Pancreatitis (inflammation of the pancreas) and pancreatic cancer are serious side effects of several new diabetes medications. Byetta and Januvia have been linked to these complications, and lawsuits have already been filed alleging that their manufacturers did not do enough to educate the public about the dangers of the drugs.
Since Tradjenta is new to the market and has no long-term safety studies, there is not enough data to draw conclusions about the prevalence of its serious side effects. However, similarities between the mechanism of action for Tradjenta and embattled drugs like Byetta suggest that adverse event reports are likely. If future studies link the drug to reports of pancreatitis or pancreatic cancer, lawsuits against Tradjenta are likely to follow.
Safety and Quality Control Issues
In addition to legal problems over complications with its drugs, Boehringer also has had issues with safety in drug studies and quality control at its production facilities. Most recently, an article published in the German newspaper Der Spiegel revealed that the company may have been involved in controversial drug trials in the 1980s.
Back when communist East Germany had far less stringent regulations on human medical trials, a troubling number of major drug manufacturers paid doctors and hospitals huge sums of money to test their drugs on patients. Doctors conducting the tests often failed to inform patients about the trial or give them an opportunity to consent to participation.
At least 50,000 people in East Germany participated in more than 600 such clinical trials, some of which resulted in deaths. Although Boehringer Ingelheim officials claim to know of only three such studies conducted on their behalf in East Germany, records show there were at least twice as many.
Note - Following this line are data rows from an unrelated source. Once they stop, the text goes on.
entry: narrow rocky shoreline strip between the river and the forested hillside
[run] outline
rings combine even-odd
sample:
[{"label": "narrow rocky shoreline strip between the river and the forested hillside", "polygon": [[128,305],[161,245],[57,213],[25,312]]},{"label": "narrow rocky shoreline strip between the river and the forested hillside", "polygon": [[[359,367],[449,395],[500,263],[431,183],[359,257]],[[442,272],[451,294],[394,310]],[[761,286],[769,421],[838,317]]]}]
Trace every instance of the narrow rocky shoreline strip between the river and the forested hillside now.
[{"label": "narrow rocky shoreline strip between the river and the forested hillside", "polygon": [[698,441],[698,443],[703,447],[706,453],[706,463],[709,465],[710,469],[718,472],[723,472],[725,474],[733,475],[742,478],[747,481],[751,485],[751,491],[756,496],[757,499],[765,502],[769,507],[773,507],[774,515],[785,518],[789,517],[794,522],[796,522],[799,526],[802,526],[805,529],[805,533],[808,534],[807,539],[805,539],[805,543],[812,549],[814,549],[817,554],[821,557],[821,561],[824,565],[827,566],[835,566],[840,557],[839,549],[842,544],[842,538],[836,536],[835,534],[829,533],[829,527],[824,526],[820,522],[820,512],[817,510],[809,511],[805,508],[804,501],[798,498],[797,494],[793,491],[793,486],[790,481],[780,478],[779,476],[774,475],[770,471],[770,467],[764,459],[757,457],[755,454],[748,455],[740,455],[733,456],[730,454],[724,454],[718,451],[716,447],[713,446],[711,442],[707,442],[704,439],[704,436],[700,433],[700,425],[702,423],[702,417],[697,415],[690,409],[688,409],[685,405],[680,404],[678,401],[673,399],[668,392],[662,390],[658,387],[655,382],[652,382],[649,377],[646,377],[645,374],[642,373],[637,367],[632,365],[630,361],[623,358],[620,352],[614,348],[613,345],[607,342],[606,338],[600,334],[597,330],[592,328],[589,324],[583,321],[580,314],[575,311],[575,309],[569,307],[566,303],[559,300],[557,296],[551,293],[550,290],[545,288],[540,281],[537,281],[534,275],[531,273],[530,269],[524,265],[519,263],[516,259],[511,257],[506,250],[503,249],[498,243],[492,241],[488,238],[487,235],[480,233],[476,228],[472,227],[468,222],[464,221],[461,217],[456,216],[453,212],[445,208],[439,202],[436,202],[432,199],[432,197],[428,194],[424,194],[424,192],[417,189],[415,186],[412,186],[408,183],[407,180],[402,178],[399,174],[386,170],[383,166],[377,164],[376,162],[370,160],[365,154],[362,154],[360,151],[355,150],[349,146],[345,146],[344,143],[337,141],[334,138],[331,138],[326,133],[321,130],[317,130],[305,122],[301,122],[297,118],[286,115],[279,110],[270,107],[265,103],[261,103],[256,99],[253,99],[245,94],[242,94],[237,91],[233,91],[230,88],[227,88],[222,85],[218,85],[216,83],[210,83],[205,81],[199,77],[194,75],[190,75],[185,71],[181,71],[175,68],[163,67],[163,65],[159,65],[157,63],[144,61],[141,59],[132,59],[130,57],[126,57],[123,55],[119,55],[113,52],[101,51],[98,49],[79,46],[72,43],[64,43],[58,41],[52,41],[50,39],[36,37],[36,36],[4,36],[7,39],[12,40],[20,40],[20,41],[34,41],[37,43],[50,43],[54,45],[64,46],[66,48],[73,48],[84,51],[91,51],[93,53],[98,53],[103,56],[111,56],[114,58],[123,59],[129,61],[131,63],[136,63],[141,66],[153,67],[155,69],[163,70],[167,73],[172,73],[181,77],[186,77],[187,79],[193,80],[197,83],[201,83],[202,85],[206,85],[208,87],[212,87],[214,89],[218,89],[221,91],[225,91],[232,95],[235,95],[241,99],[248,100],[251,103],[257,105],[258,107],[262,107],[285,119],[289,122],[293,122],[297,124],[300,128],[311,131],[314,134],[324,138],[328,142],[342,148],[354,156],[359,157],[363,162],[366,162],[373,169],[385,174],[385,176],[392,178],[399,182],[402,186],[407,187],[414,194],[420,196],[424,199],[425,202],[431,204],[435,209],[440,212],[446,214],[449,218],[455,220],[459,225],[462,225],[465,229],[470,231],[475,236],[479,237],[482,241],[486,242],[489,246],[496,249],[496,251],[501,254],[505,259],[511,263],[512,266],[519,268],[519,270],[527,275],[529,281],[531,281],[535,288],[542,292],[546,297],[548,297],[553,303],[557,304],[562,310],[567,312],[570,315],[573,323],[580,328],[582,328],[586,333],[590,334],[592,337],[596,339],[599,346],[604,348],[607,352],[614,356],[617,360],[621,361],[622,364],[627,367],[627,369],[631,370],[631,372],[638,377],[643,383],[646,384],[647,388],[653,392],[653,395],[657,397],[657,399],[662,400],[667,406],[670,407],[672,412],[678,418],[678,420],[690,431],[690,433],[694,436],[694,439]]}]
Boehringer has also faced some conflicts with regulatory agencies. In September 2012, the company paid a civil penalty of $64,475 to settle Environmental Protection Agency (EPA) violations related to improperly handling mercury waste at a veterinary vaccine production facility in Kansas. As part of the settlement, Boehringer was required to spend at least $300,000 on a new hazardous waste storage facility.
In May 2013, the company overhauled its management team after a string of serious quality control problems prompted a sharply worded warning letter from the FDA. The agency cited Boehringer for several manufacturing violations, including:
- Failing to conduct a thorough investigation of foreign particles found in its pharmaceutical ingredients in 2009
- Using contaminated batches identified in 2009 to produce drugs until 2012
- Failing to determine why some shipments of Spiriva Handihaler, a bestselling inhaler, did not pass a test for uniform dose delivery
- Filing inconsistent reports in response to regulators’ complaints
The FDA warning came two years after the company faced severe quality control issues at Ben Venue Laboratories, a sterile injectables plant and U.S. subsidiary of Boehringer. Systemic problems led the FDA to issue a consent decree against the company, preventing the plant from producing and distributing drugs until it complied with safety standards. After spending several years and hundreds of millions of dollars to meet federal standards, Ben Venue ceased production in December 2013.
The Future of Boehringer Ingelheim
Boehringer’s greatest challenge is the complexity of the international health care marketplace. The fundamental health care reform in the U.S. and uncertainty in the Japanese market increased pressure on prices and market access, presenting challenges for Boehringer’s research-driven pharmaceutical companies.
Although Boehringer has seen substantial growth in recent years from sales of Pradaxa, legal liabilities threaten the future profitability of the flagship drug. Going forward, the company hopes to focus on medical innovation, quality control improvement and refocusing of strategy in stagnating mature markets.